US sets grim record as 4,327 daily COVID deaths reported | Coronavirus pandemic News
The daily COVID-19 death toll in the United States hit a record 4,327 on Tuesday, according to a Johns Hopkins University tally, as the Trump administration moved to accelerate the roll-out of vaccinations across the country.
The US daily death toll first surpassed 4,000 on January 8, amid a marked increase following a holiday season that saw widespread travel.
With a total of 382,624 deaths, the US has the highest toll in the world and it has also reported the highest number of infections, with 22,959,610 confirmed cases of COVID-19, according to Johns Hopkins.
In an effort to speed up the distribution and administration of vaccines, the Trump administration on Tuesday released the rest of the doses it had been keeping in reserve and recommended states immediately open inoculations to those aged 65 and over.
Federal and state health officials have scrambled in recent days to step up vaccination programmes that had given shots to only 9.3 million Americans as coronavirus infections remain at record highs in many US states nearly two weeks into the new year.
Many US states had strict rules in place giving shots to healthcare workers and nursing home residents first, telling “non-essential workers” they might wait months for their turn.
“We’ve already distributed more vaccine than we have healthcare workers and people in nursing homes,” US Health and Human Services Secretary Alex Azar told ABC News.
“We’ve got to get to more channels of administration.”
The Centers for Disease Control and Prevention’s tracking of distribution on Wednesday showed that 10,278,462 doses of the jab have been administered as of Wednesday, of a total of 29,380,125 distributed doses.
The US had set a goal of administering 20 million vaccines before the end of 2020.
Azar said the outgoing administration, which had been keeping doses in reserve to make sure that all those who got a first inoculation receive their second shot on schedule, was now confident enough in the supply chain to release that stockpile.
Last week, a spokesman for President-elect Joe Biden, who takes office on January 20, said the incoming administration would release more of the reserved doses. The Biden team made the announcement after eight Democratic state governors wrote a letter to the Trump administration urging it to release more reserved vaccines.
The pace of vaccinations has risen to 700,000 a day nationwide and was expected to hit one million a day within 10 days, officials said.
“Michigan and states across the country remain ready to get more shots in arms, which is why the Trump Administration’s decision to grant our request and release millions of doses of the vaccine is so crucial,” Michigan Governor Gretchen Whitmer said in a statement.
Whitmer, who had backed the lower vaccination age, is seeking permission from the US government to buy 100,000 vaccine doses directly from manufacturer Pfizer.
Amid mounting criticism over the roll-out of the vaccine in New York state, Governor Andrew Cuomo announced last week that New York would allow a much wider swath of the public to get inoculated, including anyone 75 or older, teachers and first responders.
Cuomo said on Tuesday that vaccinations would broaden to people 65 and older and younger people who are immunocompromised.

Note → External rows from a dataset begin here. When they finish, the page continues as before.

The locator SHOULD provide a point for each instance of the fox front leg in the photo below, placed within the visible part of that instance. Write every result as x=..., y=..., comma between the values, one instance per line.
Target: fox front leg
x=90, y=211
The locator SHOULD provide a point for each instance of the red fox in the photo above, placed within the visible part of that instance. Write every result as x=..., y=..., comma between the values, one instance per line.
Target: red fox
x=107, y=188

“I don’t want New Yorkers to think that we are not doing everything we can to make them eligible for the vaccine, because I want to keep people in New York as calm as we can keep people in these anxious times”, Cuomo said in a Tuesday conference call with reporters.
California, the nation’s most populous state, with some 40 million residents, has emerged as a leading US epicentre of the pandemic despite reimposing some of the most stringent restrictions on social gatherings and business activity.

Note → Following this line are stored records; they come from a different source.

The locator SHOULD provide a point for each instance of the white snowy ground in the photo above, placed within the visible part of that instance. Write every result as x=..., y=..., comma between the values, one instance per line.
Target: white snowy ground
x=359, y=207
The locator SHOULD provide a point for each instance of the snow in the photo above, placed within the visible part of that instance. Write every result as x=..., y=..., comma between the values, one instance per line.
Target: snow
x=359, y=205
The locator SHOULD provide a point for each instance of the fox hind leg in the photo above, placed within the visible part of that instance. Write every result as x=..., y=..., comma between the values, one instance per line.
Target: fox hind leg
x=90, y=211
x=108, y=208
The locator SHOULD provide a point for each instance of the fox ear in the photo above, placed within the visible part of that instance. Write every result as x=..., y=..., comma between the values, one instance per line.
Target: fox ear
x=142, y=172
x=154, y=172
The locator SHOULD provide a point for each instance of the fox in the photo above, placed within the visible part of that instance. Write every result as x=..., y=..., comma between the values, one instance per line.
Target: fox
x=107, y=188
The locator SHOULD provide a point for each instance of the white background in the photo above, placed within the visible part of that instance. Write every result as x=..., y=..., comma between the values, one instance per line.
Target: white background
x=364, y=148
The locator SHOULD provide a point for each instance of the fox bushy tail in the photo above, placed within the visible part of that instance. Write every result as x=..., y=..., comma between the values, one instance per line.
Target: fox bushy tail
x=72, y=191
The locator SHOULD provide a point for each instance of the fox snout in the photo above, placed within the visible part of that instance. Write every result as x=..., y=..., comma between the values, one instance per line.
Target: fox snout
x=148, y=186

COVID-related deaths, considered a “lagging indicator” in the pandemic’s trajectory, have mounted steadily in California, crossing the grim milestone of 30,000 to date as of Tuesday, the news agency Reuters reported.
Dr Mark Ghaly, California Health and Human Services Secretary, said there were some encouraging trends in an online briefing with reporters.
The number of newly hospitalised coronavirus patients statewide has declined to 2,500 admissions every 24 hours over the past two days, down from 3,500 in previous days, Ghaly said.
He called it “the biggest signal to me that things are beginning to flatten and potentially improve”.
Ghaly cited several other promising trends, including a slowdown in confirmed daily case numbers – 36,487 reported on Tuesday, down from a weekly average of 42,000 cases a day – and a levelling off in the rate of diagnostic tests coming back positive.
Moreover, a five percent uptick in COVID patients in hospitals over the past 14 days marked the lowest rate of increase in more than two months, Ghaly said.
He acknowledged that health officials were “absolutely” worried about the spread of a more infectious variant of the coronavirus that emerged in Britain and has been detected in the US and other countries.
California has confirmed 38 cases of the so-called UK variant since state medical authorities first detected it in San Diego County on December 30.
Ghaly said the latest wave of cases, while apparently less severe than anticipated, has yet to peak because those infected over the year-end holidays could ultimately wind up hospitalised, making it vital for Californians to stay vigilant until vaccines become widely available.
“If you give COVID an inch it will take a mile”, Ghaly said.